AAgainst a backdrop of continued concern over the health of the Irish residential property, with record prices still being achieved, respondents to this year’s FINANCE property survey say that there is no sign of the property ‘bubble’ bursting, and they predict growth of 4.6 per cent on average, per annum, over the next five years.

Despite warnings from the Central Bank and The Economist, amongst others, that the Irish market will crash, the panel (which includes stockbrokers), say that growth will be in the region of 9 per cent in 2004, followed by years of more moderate growth of around 4 per cent per annum.

This year’s survey is marked by increased optimism from the participants, as last year the economists predicted growth of 17.2 per cent over the five years.

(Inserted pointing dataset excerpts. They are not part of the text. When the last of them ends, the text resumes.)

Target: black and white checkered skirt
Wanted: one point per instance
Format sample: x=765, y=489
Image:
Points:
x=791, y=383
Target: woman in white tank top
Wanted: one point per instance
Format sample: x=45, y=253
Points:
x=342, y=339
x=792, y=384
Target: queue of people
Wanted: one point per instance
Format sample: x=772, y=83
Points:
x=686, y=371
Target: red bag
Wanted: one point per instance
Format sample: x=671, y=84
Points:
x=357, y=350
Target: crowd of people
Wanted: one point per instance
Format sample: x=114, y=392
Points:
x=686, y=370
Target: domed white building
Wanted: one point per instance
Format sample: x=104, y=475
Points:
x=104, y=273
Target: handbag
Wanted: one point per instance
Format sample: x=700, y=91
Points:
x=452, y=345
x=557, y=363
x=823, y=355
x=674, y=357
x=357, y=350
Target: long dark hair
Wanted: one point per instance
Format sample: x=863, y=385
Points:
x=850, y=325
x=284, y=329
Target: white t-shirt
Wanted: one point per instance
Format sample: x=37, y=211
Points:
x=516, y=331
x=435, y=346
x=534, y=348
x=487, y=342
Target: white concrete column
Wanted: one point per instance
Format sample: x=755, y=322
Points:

Niall O’Grady, general manager, marketing with permanent tsb is the most bullish respondent, and he predicts average growth of 7.8 per cent p.a. over the next five years.

His forecasts are based on the rental market remaining strong and that the stockmarket continues to stutter towards a slow recovery, leaving the property sector as a more attractive investment, than low deposit rates, or unpredictable stock market growth.

Austin Hughes, chief economist with IIB Bank, was last year’s most bullish economist, and is second this year, with average growth of 7.3 p.a. predicted for the next five years.

This year’s ‘bear’ is Alan McQuaid, chief economist with Bloxham Stockbrokers, who predicts per annum growth of just 1.7 per cent over the next five years, with growth of 5.6 per cent in 2004, falling to -.0.2 in 2007. He says that, ‘Although supply/demand equilibrium should be reached over the next eighteen months or so, the low interest-rate environment and the strong labour market should ensure that demand for housing remains robust and that prices stabilise rather than collapse going forward, so in overall terms I continue to look for steady growth in house prices over the next few years, albeit in single digit terms’.

Dan McLaughlin, chief economist with Bank of Ireland, and a self-professed ‘bull’ on the Irish market, sticks with his opinion of last year that, ‘The market is probably approaching equilibrium levels after a decade of excess demand, which will result in annual price gains in line with the general rise in consumer prices’.

The above figures are based on a composite of predictions the panel gave for house price growth under bullish and bearish scenarios.

As was the case last year, retail is set to out-perform both industrial and commercial property over the next five years, rising by 18 per cent, compared to 11.8 per cent and 10.8 per cent for industrial and commercial respectively. However, within these predictions, there is a great divergence of opinion from the respondents. Marie Hunt, director of research at CB Richard Ellis Gunne predicts retail will grow by 35 per cent by 2008, as demand continues to outstrip supply. McQuaid on the other hand, predicts growth of just 5 per cent, or one per cent on average per year in the retail sector.

The participants in the survey are: Austin Hughes, chief economist, IIB Bank, Marie Hunt, director of research, CB Richard Ellis Gunne, Dan McLaughlin, chief economist, Bank of Ireland, Eunan King, senior economist, NCB Stockbrokers, Alan McQuaid, chief economist, Bloxham Stockbrokers, Niall O’Grady, general manager, marketing, permanent tsb, Jenny Pollock, senior economist, AIB Global Treasury, and Jim Power, chief economist, Friends First.